Slomka: Titel will ja jeder holen! Das ist wahrscheinlich in Hannover schwieriger, aber nicht unmöglich. Für mich ist die Weiterentwicklung einer Mannschaft, unser hervorragender Platz vier voriges Jahr eine große Sache. Klar, Fans haben am liebsten eine Trophäe, die man in den Himmel streckt. Ich kann nichts hochhalten. Aber wieder unter den ersten Sechs zu landen, wäre unglaublich. Ein gefühlter Titel.

kicker: Welcher Wunsch ist größer: Nochmal für einen berühmten Klub wie Schalke zu arbeiten oder in Hannover etwas nach dem großen Vorbild Bremen aufzubauen?

"Ich bin absolut optimistisch, was 96 angeht. Ich fühle mich rundum wohl hier."

Slomka: Wenn wir in Hannover nicht dauerhaft erfolgreich arbeiten und gute Platzierungen erreichen, mit mir als Trainer, dann halte ich es angesichts mehrerer Faktoren hier kaum für möglich, ein zweites Werder zu schaffen, im positiven Sinne, also mit Festhalten am Trainer, am Konzept und so weiter. Thomas Schaaf hatte eine kritische Saison. Man hat aber an ihm festgehalten und steht nun wieder in der Spitzengruppe der Liga. Das wird vermutlich in Hannover nicht möglich sein. Insofern denke ich nicht, dass ich hier für zehn Jahre Trainer sein werde. Aber gucken wir einfach, wie unser Weg weiter geht. Ich bin absolut optimistisch, was 96 angeht. Ich fühle mich rundum wohl hier.

kicker: Geht Ihnen das Bekenntnis auch leichter über die Lippen, weil Sie mit Familie in Hannover zu Hause sind und, wie sie sagen, "zum Stadtbild gehören"?

Slomka: Gemeint ist damit, dass ich durch die Stadt gehe und das für die Menschen in Hannover normal ist. Es kommt nicht gleich jeder auf mich zu, es ist einfach normal. Ich gehöre halt irgendwie dazu.

kicker: Normalität als ein Stück Lebensqualität?

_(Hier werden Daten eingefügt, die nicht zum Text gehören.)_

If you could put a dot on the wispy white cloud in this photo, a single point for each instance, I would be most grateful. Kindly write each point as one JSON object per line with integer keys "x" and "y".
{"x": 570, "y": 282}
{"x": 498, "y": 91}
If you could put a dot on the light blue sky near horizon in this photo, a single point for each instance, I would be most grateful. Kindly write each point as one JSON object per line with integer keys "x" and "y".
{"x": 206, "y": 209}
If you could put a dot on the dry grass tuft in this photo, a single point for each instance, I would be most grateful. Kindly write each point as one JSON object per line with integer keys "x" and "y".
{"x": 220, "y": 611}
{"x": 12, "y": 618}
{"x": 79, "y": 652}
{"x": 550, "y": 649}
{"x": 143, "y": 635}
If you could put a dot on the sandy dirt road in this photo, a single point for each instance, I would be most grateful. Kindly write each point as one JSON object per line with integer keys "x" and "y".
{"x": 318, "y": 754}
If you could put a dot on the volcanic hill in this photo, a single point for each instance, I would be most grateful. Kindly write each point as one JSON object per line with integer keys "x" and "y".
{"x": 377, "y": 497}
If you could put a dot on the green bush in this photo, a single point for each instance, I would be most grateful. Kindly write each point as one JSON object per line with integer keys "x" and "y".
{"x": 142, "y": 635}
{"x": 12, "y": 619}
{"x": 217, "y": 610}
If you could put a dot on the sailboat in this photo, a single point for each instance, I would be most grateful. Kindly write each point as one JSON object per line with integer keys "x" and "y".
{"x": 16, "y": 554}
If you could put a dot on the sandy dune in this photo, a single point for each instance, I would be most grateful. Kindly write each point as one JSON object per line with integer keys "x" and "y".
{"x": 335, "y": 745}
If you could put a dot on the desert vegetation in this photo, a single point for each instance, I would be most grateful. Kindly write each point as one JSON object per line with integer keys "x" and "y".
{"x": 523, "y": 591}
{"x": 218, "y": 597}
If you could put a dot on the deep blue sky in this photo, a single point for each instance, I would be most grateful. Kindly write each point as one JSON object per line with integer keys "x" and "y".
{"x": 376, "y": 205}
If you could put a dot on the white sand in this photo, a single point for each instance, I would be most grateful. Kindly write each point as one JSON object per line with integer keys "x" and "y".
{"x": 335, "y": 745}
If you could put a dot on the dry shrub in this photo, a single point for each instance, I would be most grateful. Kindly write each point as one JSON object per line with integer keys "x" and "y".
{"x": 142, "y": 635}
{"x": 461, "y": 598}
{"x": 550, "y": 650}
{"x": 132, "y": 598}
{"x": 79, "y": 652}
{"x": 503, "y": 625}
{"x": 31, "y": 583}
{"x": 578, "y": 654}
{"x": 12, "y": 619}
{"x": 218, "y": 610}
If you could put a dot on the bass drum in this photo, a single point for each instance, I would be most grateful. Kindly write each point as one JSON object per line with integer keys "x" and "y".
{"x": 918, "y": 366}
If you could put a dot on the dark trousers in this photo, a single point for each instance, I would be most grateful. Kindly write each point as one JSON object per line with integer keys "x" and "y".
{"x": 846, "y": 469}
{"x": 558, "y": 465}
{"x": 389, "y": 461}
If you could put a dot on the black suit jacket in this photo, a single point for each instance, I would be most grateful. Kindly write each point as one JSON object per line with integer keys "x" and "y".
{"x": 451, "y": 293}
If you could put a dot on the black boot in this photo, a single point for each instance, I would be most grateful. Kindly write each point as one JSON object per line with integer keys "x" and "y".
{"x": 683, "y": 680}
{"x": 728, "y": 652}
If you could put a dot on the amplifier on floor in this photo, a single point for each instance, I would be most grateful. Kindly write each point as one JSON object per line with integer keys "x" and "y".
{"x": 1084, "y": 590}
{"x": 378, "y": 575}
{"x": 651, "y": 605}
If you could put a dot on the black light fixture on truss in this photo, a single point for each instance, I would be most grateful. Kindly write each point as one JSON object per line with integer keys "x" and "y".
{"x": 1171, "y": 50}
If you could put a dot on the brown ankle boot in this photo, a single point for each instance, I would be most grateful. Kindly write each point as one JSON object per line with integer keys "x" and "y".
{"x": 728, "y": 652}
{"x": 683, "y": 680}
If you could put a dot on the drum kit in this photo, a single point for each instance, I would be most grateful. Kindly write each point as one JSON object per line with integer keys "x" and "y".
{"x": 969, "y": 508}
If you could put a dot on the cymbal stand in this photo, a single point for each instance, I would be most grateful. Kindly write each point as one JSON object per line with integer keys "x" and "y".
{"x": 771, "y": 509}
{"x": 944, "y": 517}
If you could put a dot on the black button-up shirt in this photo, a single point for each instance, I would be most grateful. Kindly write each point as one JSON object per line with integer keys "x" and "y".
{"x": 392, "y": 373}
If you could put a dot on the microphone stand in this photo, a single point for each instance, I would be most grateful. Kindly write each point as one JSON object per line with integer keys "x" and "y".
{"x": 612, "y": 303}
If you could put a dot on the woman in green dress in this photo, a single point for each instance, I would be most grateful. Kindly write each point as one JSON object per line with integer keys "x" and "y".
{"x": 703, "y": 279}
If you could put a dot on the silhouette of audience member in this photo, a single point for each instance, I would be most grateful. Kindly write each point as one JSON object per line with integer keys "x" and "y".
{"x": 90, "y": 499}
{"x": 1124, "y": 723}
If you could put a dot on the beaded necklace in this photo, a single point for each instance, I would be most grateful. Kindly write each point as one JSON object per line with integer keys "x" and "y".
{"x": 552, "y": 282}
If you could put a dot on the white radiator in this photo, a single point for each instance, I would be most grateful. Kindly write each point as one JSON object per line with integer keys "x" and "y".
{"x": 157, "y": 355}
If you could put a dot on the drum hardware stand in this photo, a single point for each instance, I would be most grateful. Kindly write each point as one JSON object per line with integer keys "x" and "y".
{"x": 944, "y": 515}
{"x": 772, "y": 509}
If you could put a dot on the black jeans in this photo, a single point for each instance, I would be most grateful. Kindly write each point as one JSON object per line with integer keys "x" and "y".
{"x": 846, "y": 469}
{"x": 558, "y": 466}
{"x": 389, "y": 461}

Slomka: Auf jeden Fall. Ich genieße es.

kicker: Als etwas, das Sie an Hannover bindet und den Blick nicht in die Ferne, zu anderen Klubs, schweifen lässt?

Slomka: Es motiviert mich unglaublich, unsere Mannschaft weiterzuentwickeln und auch dieses Gefühl zu haben, für die Stadt etwas tun zu können.

Nationaltrainer? Das wird igrendwann ein Ziel sein, ja.

Mirko Slomka

kicker: Sie schauen gerne und oft Länderspiele. Weil Nationaltrainer Ihr Berufsziel ist?

Slomka: Das wird irgendwann ein Ziel sein, ganz bestimmt, ja.

kicker: Wo liegt für Sie der Reiz?

Slomka: Es ist schon noch einmal eine andere Herausforderung, Jungs auszuwählen, die für ihr Land alles geben. Als Vereinstrainer leben wir mit dem täglichen Druck, wollen jedes Wochenende siegen. Als Nationaltrainer ändert sich der Rhythmus und das Berufsfeld in einer auch spannenden Weise. Doch das ist bei mir noch ganz weit weg.

kicker: Und es müsste auch nicht die deutsche Nationalelf sein . . .?

Slomka: . . . die deutsche Nationalmannschaft ist die Beste! Aber um Trainer einer großen Nation zu werden, muss man wohl eben auch Titel holen.